Grant Wood was born in 1891 in Rural Iowa as the second-born child of Francis Mayville Wood and Hattie Weaver Wood. He spent the first ten years in rural Anamosa, Iowa. At ten years old, his father passed away unexpectedly, causing Hattie and her kids to move to Cedar Rapids. Following his father’s death, Grant Wood and his older brother were forced to take peculiar occupations to support their family.
Grant Wood’s interest in painting peaked at Cedar Rapids Public School. He started by submitting work to school competitions. In 1905, he took the second-runners up position in a state competition. This win inspired his resolve to transition into a pro artist. A year later, he moved to Washington High School. He participated in various art-related opportunities at Washington High School and all over Cedar Rapids. He met and forged a friendship with a associate artist, Marvin Cone. The two started working together designing sets for local theatre. They also volunteered at the Art Association in Cedar Rapids, installing expositions and safeguarding galleries. Furthermore, he took on interior decorating jobs, and sketched for the yearbook.
After graduating from Washington High School, Grant Wood Moved to Minnesota in summer. He attended a course at the School of Design and Handicraft in Minneapolis. The course was taught by Ernest A. Batchelder, one of the most prominent proponents of the Arts and Craft Movement. He also attended the University of Iowa, where he studied life drawing under the French-trained academic painter, Chares Cummin’s instruction. He also returned to Minnesota a year later to take another art-related course.
In 1913, Grant moved to Chicago, where he took night academic programs at the Art Institute. At the same time, he worked as a jewel maker to earn a living. He went as far as opening a small jewel-making business. However, his business failed after a short time. Regardless, his mother was still going through increasing financial instability. This prompted him to move back to Cedar Rapids after only three years in Chicago. He took up jobs as a home builder and decorator after assuming fiscal charge for his mother and Nan, his youngest and favourite sibling. This was during the World War I. Towards the end of the war, he joined the US military to design camouflage scenes.

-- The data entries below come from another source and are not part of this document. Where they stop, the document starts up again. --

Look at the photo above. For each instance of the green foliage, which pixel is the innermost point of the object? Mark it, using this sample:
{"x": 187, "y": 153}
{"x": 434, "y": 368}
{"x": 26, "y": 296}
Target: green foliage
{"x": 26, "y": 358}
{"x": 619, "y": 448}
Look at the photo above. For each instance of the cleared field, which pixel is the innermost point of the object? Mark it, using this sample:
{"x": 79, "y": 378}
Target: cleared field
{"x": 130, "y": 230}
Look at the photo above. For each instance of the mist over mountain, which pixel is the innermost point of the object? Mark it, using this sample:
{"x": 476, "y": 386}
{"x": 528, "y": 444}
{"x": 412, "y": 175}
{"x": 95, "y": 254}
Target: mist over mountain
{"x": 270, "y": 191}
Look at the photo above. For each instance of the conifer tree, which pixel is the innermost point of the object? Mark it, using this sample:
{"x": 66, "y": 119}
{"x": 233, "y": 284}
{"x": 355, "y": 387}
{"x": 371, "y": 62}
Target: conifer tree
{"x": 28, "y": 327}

Following the end of the World War, he started working as an art teacher at the McKinley Middle School. In 1920, he took a summer European trip. He would return to France in 1994 for a year-long course at the Academie Julian in Paris before taking on a second league of his European travels in Italy. Finally, in 1925, upon encouragement from his friend David Turner, he gave up teaching to take on a full-time art career.

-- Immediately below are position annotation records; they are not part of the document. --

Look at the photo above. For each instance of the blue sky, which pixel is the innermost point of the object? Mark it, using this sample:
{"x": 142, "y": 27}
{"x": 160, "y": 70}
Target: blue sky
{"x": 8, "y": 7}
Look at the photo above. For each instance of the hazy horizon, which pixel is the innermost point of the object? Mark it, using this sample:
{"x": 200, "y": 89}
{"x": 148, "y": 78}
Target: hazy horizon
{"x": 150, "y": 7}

Starting Out as a Professional Artist
Grant Wood went from an artist to a jewel-maker, a home constructor and decorator, then back to an professional artist and art teacher. In other words, he was a jack-of-all-trades. He dabbled in various styles and career opportunities. However, when he decided to take on art as a full-time career, he started focusing on the Regionalism painting style. Grant Wood gained international recognition in 1930 when he created American Gothic. The painting won a medal at the annual Chicago Art Institute exhibition. When the institute purchased the piece, Wood’s reputation skyrocketed. He painted several of his most popular works for the next half a decade.
Most of his works were inspired by his childhood living at the firm. This separated his perspective from realists. Therefore, his work fixated on the beautiful, mythical, and simple memories of his childhood instead of labour, primitivity, and financial instability often associated with farm life. In 1934, we learned painting at the School of Art at the University of Iowa. He was tasked with supervising mural painting projects and mentoring students. He also created incredible pieces of his own. He became part of the cultural community in the university during his seven years.

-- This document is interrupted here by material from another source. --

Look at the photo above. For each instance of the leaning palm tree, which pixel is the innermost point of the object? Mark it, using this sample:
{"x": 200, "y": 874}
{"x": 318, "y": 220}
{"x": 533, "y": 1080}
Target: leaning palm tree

His Evolution as an Artist
In the early 1920s, Grant Wood paintings featured an impressionist-inspired style during his European trip. He focused primarily on landscapes. However, his style changed significantly throughout his career. Regardless, the decorative foliage patterns and light in his early paintings remain a constant element in his works. Wood is also involved American Regionalism movement, primarily found in the Midwest. He is one of the three artists that were the foundation of the movement.
In 1935, Grant Wood married Sara Sherman Maxon. His marriage was met with many controversies since Sara was seven years older than Wood. His friends disapproved of the marriage. His marriage only lasted for three years. Throughout his life in the limelight, there were talks of he about closeted homosexual. It is believed that one of his senior colleagues attempted to have him fired on the grounds of moral responsibility and his advocacy for the regionalism movement.
Grant Wood passed away on February 12th, 1942, which was a day before he turned 51. The cause of death was pancreatic cancer. Upon his death, his estate, including all his art, was bequeathed to his younger sister Nan, who he portrayed in America Grant Wood is one of the most renowned American painters and advocates for the regionalism artistic movement. He is best known for his paintings of the rural Midwest American region. American Gothic is one of his well-known paintings and one of the most legendary portrayals of mid 20th century American Art.